Math 124 Problem Set 6

1. -389 is negative, and thus not the sum of two squares. Since $ 3\vert\vert 12345$, it is not the sum of two squares. Since $ 7\vert\vert 91210$, it is not the sum of two squares. $ 729=27^2$ is a perfect square. Since $ 7\vert\vert 1729$, it is not the sum of two squares. Finally, $ 151\vert\vert 68252$ and $ 151\equiv 3(mod\ 4)$, so it is not the sum of two squares.
2i. On input $ n$, the program breaks up $ n$ into two parts and looks for a sum of two squares representation.

{squares(n) = local(y); for(x=1,floor(sqrt(n)), y=sqrt(n-$ x^2$);
if(y-floor(y)==0, return([x,floor(y)])) ); return(0) }

f(n) = for(x=1,n, a=squares(x); b=squares(n-x);
if(a!=0 && b!=0, return([a,b])));}
2ii. $ 2001=1^2+8^2+44^2$.
3. 625 There are two Pythagorean triples with 25 as the hypotenuse: $ (7,24,25)$ and $ (15,20,25)$. This gives two representations of 625 as the sum of two squares. Of course, $ 25^2$ is a third.
4. The forward direction is trivial. For the opposite direction, suppose that $ n$ is the sum of two rational squares: $ n=(\frac{a}{b})^2+(\frac{c}{d})^2$, but it is not the sum of two integer squares. Then $ p^r\vert\vert n$, where $ p\equiv 3(mod\ 4)$ is a prime factor and $ r$ is odd. Now, $ nb^2d^2=(ad)^2+(bc)^2$, so $ nb^2d^2$ is the sum of two integer squares. However, all the prime factors of $ b^2d^2$ have even exponent, so $ p^s\vert\vert nb^2d^2$, where $ s$ is still odd. This is a contradiction; therefore $ n$ must be the sum of two integer squares.
5. Suppose $ p=x^2+2y^2$, where $ p$ is an odd prime and $ x,y$ are integers. Then $ x^2+2y^2\equiv 0(mod\ p)$, so $ (\frac{x}{y})^2\equiv -2(mod\ p)$ (since $ Z_p$ is a field). From Lecture 13, $ (\frac{2}{p})=1$ iff $ p\equiv \pm1(mod\ 8)$. Also, $ (\frac{-1}{p})=1$ iff $ p\equiv 1(mod\ 4)\Rightarrow p\equiv
1,-3(mod\ 8)$. Since $ (\frac{-2}{p})=(\frac{-1}{p})\cdot
(\frac{2}{p})$, we have $ (\frac{-2}{p})=1$ iff $ p\equiv 1,3(mod\
8)$.
Conversely, suppose $ p\equiv 1,3(mod\
8)$ is prime.
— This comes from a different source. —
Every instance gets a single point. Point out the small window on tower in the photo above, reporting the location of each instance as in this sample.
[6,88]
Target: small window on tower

Let $ r$ be such that $ r^2\equiv -2(mod\ p)$. Taking $ n=\lfloor \sqrt{p} \rfloor$ and applying Lemma 1.3 from Lecture 21, there exist integers $ a,b$ with $ 0<b<\sqrt{p}$ such that

$\displaystyle \left\vert-\frac{r}{p}-\frac{a}{b}\right\vert\leq
\frac{1}{b(n+1)}<\frac{1}{b\sqrt{p}}.$

Let $ c=rb+pa$; then $ \vert c\vert<\frac{pb}{b\sqrt{p}}=\sqrt{p}$, so $ 2b^2+c^2<3p$. Since $ c\equiv rb(mod\ p)$, we also have that $ 2b^2+c^2\equiv
b^2(2+r^2)\equiv 0(mod\ p)$. Therefore $ 2b^2+c^2=p$ or $ 2p$. If $ 2b^2+c^2=p$ we are done. If $ 2b^2+c^2=2p$ then $ c$ must be even (else $ 2b^2+c^2$ is odd). Put $ c=2d$; then

$\displaystyle 2p=2b^2+c^2=2b^2+4d^2\Rightarrow p=b^2+2d^2,$

as desired.
6. Let $ T_m$ be the $ m$th triangular number. It is easy to see by induction that $ T_m=\frac{m(m+1)}{2}$. Then

$\displaystyle 8T_m^2=2m^2(m+1)^2=(2T_m)^2+(2T_m)^2,$

$\displaystyle 8T_m^2+1=2m^2(m+1)^2+1=[(m-1)(m+1)]^2+[m(m+2)]^2,$

$\displaystyle 8T_m^2+2=2m^2(m+1)^2+2=[m(m+1)-1]^2+[m(m+1)+1]^2.$

This shows that $ 8T_m$, $ 8T_m+1$ and $ 8T_m+1$ can be written as the sum of two squares.
7. Of any four consecutive integers, there is one $ n$ such that $ n\equiv -1(mod\ 4)$. Since all odd prime factors are congruent to $ \pm 1 (mod\ 4)$, $ n$ must have some prime factor $ p\equiv -1(mod\ 4)$ with odd exponent. This implies that $ n$ is not representable as the sum of two squares.
8. We first solve

$\displaystyle 13x^2+36xy+25y^2=(ax+by)^2+(cx+dy)^2=(a^2+c^2)x^2+2(ab+cd)xy+(b^2+d^2)y^2,$

and then check that $ ad-bc=1$. By inspection, we try $ a=3,c=2$. Then $ b^2+d^2=25$ and $ 2b+3d=18$, which again by inspection is satisfied by $ b=4,d=3$. Since $ ad-bc=1$, the form is equivalent to $ x^2+y^2$.
As above, we solve

$\displaystyle 58x^2+82xy+29y^2=(ax+by)^2+(cx+dy)^2=(a^2+c^2)x^2+2(ab+cd)xy+(b^2+d^2)y^2,$

and then check that $ ad-bc=1$. By inspection, we try $ a=3,c=7$. Then $ b^2+d^2=29$ and $ 7b+3d=41$, which again by inspection is satisfied by $ b=2,d=5$. Since $ ad-bc=1$, the form is equivalent to $ x^2+y^2$.
We know that $ x=17,y=10$ satisfies $ x^2+y^2=389$. To find $ x,y$ such that $ 13x^2+36xy+25y^2$, We use the transformation above and solve for

$\displaystyle 17=3x+4y,\
10=2x+3y.$

The solution to this system is x= 11, y= -4. Indeed, $ 13\cdot 11^2-36\cdot 11\cdot 4+25\cdot 4^2=389$.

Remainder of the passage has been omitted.